Main Article Content
Analysis of 5 years of morbidity and mortality conferences in a metropolitan South African trauma service
Abstract
Methods. We compared data from the MMC before and after the introduction of the HEMR to audit the impact of these meetings on the reporting and analysis of surgical morbidity and mortality in our service.
Results. During the 4-year period from 2008 to 2011, a total of 208 MMCs were held. A total of 10 682 patients were admitted by the PMTS during that period, of whom 87% were males, and the mean age was 26 years. Penetrating trauma accounted for 40.9% (4 344/10 628) of the total workload. A total of 432 (4.1%) morbidities were identified. Of these, 36.6% (158) were related to human error, 32% (138/432) were related to surgical pathologies and the remaining 31.9% (136/432) were related to systemic diseases. There was an exponential increase in the reporting of morbidity each year. The total in-hospital mortality was 3% (358/10 682). Following the introduction of the HEMR, from 2012 to 2014, 6 217 patients were admitted. A total of 1 314 (21.1%) adverse events and 315 (5.1%) deaths were recorded by the HEMR. The adverse events were divided into 875 ‘pathology-related’ morbidities and 439 ‘error-related’ morbidities.

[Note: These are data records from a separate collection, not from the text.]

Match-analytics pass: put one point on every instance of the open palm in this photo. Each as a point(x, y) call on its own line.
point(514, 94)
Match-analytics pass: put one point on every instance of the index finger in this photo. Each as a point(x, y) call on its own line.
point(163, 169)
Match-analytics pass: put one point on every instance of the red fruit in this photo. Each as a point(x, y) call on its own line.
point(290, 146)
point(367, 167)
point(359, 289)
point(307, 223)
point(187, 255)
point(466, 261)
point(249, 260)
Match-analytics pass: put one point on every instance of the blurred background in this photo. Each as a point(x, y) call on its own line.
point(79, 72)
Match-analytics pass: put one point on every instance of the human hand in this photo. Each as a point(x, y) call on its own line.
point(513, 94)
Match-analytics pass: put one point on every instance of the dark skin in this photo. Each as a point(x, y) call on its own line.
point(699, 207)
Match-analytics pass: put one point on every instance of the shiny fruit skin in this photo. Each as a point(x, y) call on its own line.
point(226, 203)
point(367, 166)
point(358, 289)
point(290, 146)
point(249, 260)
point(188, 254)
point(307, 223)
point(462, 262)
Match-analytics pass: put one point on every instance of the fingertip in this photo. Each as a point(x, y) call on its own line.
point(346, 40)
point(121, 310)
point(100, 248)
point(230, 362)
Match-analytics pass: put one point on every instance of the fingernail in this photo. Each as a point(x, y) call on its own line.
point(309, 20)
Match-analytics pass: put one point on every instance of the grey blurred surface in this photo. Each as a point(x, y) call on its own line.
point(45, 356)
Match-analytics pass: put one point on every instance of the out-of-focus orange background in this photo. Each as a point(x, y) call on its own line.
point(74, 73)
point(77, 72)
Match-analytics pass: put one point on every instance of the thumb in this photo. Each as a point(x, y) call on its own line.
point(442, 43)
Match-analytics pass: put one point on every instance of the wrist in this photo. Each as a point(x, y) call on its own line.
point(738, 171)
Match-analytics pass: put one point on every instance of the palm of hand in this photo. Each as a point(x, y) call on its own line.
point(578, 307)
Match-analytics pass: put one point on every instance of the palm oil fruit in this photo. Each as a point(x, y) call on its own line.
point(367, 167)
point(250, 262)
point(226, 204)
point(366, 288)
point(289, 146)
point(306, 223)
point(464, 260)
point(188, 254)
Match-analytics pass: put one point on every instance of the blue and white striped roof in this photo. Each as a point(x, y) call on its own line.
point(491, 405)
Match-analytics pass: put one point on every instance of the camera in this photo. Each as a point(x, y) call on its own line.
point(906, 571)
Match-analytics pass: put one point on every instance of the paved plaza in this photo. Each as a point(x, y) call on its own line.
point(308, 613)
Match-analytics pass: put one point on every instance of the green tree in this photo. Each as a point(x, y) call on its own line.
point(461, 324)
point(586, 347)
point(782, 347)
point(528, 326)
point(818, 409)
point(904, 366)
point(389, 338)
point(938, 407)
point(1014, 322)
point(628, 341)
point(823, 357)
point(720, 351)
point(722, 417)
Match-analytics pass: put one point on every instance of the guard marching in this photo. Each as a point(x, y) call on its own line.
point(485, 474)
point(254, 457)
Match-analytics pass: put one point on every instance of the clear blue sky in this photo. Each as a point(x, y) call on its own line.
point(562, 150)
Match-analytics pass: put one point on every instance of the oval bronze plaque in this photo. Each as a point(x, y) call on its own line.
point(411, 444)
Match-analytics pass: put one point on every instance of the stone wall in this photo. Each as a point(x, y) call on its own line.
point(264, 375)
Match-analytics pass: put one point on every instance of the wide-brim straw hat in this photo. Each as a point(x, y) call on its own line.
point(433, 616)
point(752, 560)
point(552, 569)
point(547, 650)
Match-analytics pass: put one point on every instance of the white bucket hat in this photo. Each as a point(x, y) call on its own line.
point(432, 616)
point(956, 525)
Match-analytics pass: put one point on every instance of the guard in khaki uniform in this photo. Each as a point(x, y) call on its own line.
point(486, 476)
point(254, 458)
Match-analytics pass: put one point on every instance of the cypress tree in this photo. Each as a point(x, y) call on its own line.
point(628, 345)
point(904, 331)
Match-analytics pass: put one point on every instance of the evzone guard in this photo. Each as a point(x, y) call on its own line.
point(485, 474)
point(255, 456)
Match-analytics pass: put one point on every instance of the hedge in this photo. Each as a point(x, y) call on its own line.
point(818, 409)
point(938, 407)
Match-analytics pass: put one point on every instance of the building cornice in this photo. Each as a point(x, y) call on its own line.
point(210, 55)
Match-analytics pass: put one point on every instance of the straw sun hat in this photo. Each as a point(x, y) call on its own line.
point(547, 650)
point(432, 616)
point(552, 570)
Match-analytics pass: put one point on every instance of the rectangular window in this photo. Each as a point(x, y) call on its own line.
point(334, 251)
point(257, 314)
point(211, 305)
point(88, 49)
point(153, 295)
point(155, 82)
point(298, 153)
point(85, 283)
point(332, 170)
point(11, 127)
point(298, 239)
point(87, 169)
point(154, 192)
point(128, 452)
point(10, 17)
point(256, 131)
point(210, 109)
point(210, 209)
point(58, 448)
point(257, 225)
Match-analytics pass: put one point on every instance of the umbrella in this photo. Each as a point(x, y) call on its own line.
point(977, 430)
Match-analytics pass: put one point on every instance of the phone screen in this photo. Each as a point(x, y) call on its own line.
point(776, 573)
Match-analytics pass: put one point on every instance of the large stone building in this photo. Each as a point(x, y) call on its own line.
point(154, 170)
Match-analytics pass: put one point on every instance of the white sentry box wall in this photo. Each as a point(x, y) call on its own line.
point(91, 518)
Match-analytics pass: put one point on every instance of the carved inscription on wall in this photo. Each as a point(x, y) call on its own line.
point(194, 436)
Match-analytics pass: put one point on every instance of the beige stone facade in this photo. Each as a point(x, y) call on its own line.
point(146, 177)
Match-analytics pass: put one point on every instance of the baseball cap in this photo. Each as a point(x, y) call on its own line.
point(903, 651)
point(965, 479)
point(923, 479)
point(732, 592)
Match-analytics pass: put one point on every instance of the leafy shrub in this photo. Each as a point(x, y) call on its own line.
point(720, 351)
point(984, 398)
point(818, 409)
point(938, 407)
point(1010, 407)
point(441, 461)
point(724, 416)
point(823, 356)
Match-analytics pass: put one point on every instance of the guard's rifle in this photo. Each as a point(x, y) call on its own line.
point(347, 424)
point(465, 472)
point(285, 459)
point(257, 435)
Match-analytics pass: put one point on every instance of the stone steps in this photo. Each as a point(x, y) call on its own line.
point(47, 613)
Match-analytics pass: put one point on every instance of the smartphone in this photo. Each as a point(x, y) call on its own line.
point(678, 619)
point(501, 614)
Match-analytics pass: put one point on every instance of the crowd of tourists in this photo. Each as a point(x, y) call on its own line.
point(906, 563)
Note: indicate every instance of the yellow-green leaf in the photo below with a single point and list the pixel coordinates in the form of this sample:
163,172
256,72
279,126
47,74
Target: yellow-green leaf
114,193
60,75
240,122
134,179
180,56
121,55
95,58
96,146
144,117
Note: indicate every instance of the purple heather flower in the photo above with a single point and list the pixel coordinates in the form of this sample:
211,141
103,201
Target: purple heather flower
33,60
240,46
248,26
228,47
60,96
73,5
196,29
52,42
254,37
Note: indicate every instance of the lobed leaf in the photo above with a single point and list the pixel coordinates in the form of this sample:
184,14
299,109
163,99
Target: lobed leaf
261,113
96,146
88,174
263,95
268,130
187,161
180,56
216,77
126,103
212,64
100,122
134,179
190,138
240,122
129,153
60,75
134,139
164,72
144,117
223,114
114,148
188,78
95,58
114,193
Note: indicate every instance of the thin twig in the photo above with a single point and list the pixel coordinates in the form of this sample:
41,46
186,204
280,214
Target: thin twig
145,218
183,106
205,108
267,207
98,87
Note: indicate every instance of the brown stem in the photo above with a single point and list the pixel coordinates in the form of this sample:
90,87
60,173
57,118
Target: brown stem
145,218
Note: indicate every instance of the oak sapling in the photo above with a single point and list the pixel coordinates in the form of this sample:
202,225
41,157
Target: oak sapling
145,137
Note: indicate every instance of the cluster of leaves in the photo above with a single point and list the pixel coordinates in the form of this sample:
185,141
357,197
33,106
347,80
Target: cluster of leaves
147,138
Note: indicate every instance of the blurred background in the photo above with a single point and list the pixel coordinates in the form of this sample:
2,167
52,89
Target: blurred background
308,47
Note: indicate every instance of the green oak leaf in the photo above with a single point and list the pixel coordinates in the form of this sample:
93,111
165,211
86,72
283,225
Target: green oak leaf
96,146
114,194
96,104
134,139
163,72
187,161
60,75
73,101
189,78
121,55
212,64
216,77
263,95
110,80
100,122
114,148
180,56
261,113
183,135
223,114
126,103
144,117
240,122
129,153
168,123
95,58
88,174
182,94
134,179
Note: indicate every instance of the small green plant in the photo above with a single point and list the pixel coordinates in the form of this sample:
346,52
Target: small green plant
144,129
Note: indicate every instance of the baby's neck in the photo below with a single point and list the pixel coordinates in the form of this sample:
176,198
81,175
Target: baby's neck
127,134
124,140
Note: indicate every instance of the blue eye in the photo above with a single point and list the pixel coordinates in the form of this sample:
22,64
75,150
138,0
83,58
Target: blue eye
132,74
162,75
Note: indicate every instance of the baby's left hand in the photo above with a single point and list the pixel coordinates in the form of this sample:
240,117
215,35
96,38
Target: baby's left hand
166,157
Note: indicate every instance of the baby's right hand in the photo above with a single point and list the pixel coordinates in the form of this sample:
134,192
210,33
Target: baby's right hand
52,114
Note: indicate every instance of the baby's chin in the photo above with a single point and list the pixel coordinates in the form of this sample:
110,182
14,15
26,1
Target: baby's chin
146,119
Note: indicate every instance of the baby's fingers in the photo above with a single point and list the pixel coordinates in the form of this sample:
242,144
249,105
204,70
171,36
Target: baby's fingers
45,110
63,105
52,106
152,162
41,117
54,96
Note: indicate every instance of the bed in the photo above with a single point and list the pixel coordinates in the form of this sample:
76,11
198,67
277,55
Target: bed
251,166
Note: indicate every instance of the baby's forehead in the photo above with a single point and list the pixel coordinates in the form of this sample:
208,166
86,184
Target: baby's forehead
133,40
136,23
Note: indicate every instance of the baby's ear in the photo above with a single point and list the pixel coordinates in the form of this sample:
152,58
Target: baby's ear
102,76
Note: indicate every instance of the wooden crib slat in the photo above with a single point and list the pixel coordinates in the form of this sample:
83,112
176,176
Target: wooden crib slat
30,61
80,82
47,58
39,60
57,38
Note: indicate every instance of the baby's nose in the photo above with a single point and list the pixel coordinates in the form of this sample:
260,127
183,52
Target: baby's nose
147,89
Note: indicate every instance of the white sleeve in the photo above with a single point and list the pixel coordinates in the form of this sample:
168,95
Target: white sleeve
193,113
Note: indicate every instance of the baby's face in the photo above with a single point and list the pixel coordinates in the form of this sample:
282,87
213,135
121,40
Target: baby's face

Conclusions. The development of the MMC led to increased reporting of morbidity and mortality. The introduction of the HEMR resulted in a dramatic improvement in the capturing of morbidity and mortality data, suggesting that a paper-based self-reporting system tends to underestimate morbidity. Over one-third of all morbidities were related to human error. Common morbidities have been identified.